The latest AIDS drugs, praised as a breakthrough in treatment of the deadly disease, will double at very least the cost of drug therapy, further straining vulnerable government programs.
AIDS advocacy groups are pooling their might to battle for additional public money to cover the new drugs, known as protease inhibitors. Without new funds for the poor, the treatment and health of insured and uninsured patients will diverge more sharply, said Martin Delaney, founding director of Project Inform in San Francisco.
HMOs, in turn, are readying for considerable increases in their AIDS drug budgets. But they expect to pay for fewer and shorter hospital stays as a result of better drug therapy.
"What is happening now is the most important breakthrough in the history of the epidemic," said Michael Weinstein, president of the AIDS Healthcare Foundation in Los Angeles. "This may be the beginning of HIV becoming a chronic manageable disease, although we're not there yet."
There is optimism that protease inhibitors, despite steep prices, will reduce the total cost of treating people with AIDS and HIV, the virus that causes AIDS, by prolonging productivity and decreasing hospitalizations.
Studies show protease inhibitors combined with older drugs significantly lower viral RNA levels, a measure of the amount of HIV in patients' blood. The degree to which they increase lifespan and improve other outcome measures isn't established.
The first protease inhibitor, Invirase by Hoffman LaRoche, was approved by the Food and Drug Administration on Dec. 7, 1995. Its annual wholesale price is $5,800. Abbott Laboratories recently applied for FDA approval to market a second protease inhibitor, and Merck & Co. is expected to file a request for its own drug shortly.
Protease inhibitors are used in conjunction with older drugs, such as AZT and ddC. The older drugs, known as nucleoside analogues, attack an enzyme involved in the replication of genetic material. Protease inhibitors also try to block the replication of HIV, but they target a different enzyme.
The combination is much more potent than previous therapies. "We'll probably end up giving not only double combination therapy but also triple combination therapy," said Alberto Avendano, M.D., executive director of the Florida AIDS Action Counsel. "But these are going to keep people healthier longer, and I think the investment is going to be worth it."
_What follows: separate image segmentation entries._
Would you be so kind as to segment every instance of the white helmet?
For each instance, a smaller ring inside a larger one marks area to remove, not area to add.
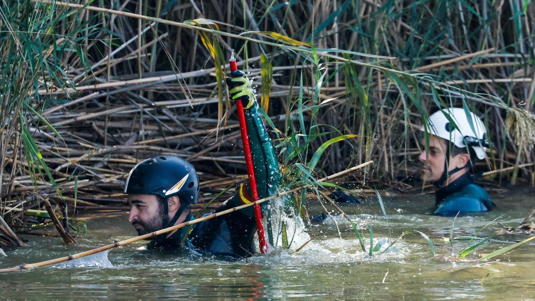
[[[457,128],[450,124],[450,120],[455,122]],[[470,125],[471,123],[473,127]],[[424,126],[420,128],[420,130],[425,131]],[[485,151],[486,146],[489,145],[485,125],[471,112],[467,116],[464,110],[460,107],[443,109],[437,111],[429,117],[427,132],[451,141],[456,146],[470,146],[473,149],[478,159],[483,160],[485,158]]]

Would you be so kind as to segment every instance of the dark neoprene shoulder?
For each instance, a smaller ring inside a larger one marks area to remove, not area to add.
[[[495,205],[483,188],[475,184],[467,185],[459,191],[449,195],[435,210],[434,214],[451,217],[464,212],[490,211]]]

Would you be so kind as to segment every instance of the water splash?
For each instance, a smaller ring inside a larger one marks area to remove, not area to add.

At the AIDS Healthcare Foundation, treatment of an asymptomatic HIV-positive person has cost $3,500 to $5,000 annually. That will double at least due to new combination therapies, Weinstein said.
The foundation cares for 2,600 people with AIDS and HIV, about 400 of whom are covered by a capitated contract with Medi-Cal, the state Medicaid program (Oct. 30, 1995, p. 50). The capitation rate, however, will rise to reflect new treatments, Weinstein said.
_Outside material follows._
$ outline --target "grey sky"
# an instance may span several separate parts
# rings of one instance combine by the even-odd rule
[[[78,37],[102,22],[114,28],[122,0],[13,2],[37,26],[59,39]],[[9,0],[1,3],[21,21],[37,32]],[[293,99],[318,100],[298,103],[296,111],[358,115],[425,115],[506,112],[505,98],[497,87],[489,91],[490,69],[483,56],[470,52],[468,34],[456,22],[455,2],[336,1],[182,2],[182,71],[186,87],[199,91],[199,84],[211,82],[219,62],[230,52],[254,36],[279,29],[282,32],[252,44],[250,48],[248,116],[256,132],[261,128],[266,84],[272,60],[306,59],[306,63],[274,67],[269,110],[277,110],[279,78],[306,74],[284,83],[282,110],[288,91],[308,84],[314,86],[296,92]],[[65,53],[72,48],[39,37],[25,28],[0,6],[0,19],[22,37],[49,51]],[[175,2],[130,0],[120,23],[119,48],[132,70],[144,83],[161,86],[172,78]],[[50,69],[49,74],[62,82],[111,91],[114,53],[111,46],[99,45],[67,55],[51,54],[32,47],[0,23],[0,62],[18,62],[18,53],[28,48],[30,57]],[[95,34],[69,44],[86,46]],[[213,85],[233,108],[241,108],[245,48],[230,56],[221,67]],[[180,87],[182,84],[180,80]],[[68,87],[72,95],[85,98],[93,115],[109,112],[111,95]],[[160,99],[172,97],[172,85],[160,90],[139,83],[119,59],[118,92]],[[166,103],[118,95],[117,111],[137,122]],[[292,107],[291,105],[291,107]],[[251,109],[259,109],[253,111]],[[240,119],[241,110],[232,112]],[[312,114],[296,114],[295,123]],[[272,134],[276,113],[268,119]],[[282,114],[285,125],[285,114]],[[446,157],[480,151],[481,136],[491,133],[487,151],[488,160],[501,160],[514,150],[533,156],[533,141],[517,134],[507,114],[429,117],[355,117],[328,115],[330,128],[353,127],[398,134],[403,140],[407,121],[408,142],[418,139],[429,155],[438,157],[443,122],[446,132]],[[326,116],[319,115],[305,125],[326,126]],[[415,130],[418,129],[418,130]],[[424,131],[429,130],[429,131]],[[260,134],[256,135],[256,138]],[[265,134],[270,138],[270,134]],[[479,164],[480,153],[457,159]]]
Medi-Cal plans to include protease inhibitors in its formulary, but it hasn't estimated how much drug expenditures will rise, an administrator said. Other payers are in similar circumstances.
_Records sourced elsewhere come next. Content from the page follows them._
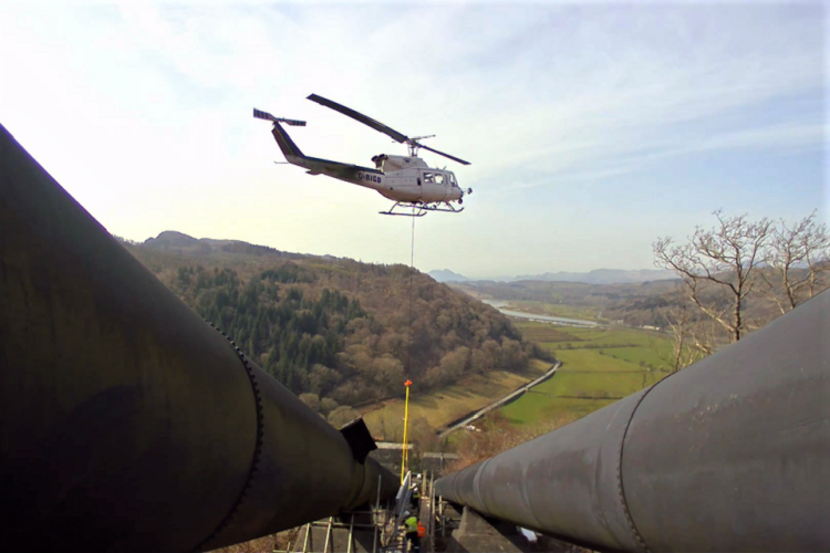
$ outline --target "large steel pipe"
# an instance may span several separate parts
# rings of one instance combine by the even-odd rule
[[[828,313],[830,291],[436,492],[600,551],[830,551]]]
[[[206,551],[394,493],[0,131],[0,551]]]

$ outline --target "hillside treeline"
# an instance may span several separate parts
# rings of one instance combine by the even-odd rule
[[[497,310],[404,265],[128,244],[179,298],[293,393],[328,414],[547,353]],[[214,267],[210,262],[214,261]]]

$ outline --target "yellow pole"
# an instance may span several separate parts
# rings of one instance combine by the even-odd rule
[[[409,427],[409,385],[412,380],[406,380],[406,400],[404,401],[404,451],[401,458],[401,483],[404,483],[404,476],[406,474],[406,462],[409,460],[408,450],[406,449],[407,429]]]

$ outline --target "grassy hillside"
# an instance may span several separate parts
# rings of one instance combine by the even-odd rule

"The Invirase drug is not going to take the place of any other drug, so costs are going to go higher, but we really have no way of estimating the actual impact on our budget," said Clifford Chen, a pharmacy manager at Kaiser Permanente Los Angeles Medical Center.
Medicaid programs cover about half of AIDS patients, according to estimates. Increased spending for AIDS drugs will seem minor in light of already massive drug budgets.
The programs in financial jeopardy are AIDS Drug Assistance Programs, or ADAP, activists said. ADAP programs are largely funded under the federal Ryan White Comprehensive AIDS Resource Emergency Act of 1990. They don't necessarily get more money just because new, more expensive drugs are available.
Up to 30% of people with AIDS and HIV don't have insurance, said Christine Lubinski, deputy executive director of the AIDS Action Council, Washington. ADAP programs may be their only source of coverage.
"We are hearing that at least half a dozen ADAP programs have gone broke and that many other states are so concerned about the solvency of their ADAP programs they are reluctant to add protease inhibitors," Lubinski said.
"What makes this particularly horrifying is what is expected to happen to Medicaid," she said. "Our concern-and we've been working all year to protect the Medicaid program-is that even under the best case scenario, (states' inclination) will be to eliminate reimbursement for optional programs, such as prescription reimbursement. What good are all these drugs if only a minute population can access them?"
A year's supply of the first approved protease inhibitor, Invirase, will have a wholesale cost of about $5,800. Current drugs run $2,000 and more annually.
Drug expenditures will rise considerably because new drugs won't replace old drugs, experts said. Instead, physicians will prescribe two- and three-drug combinations.
More than half of AIDS patients, or about 100,000 people, depend on Medicaid for healthcare, according to the Office of National AIDS Policy.
Public programs spent about $3.8 billion in 1994 for healthcare for people with HIV and AIDS, according to the Henry J. Kaiser Family Foundation. About 70% was Medicaid money and about 15% was funded by the Ryan White Comprehensive AIDS Resource Emergency Act.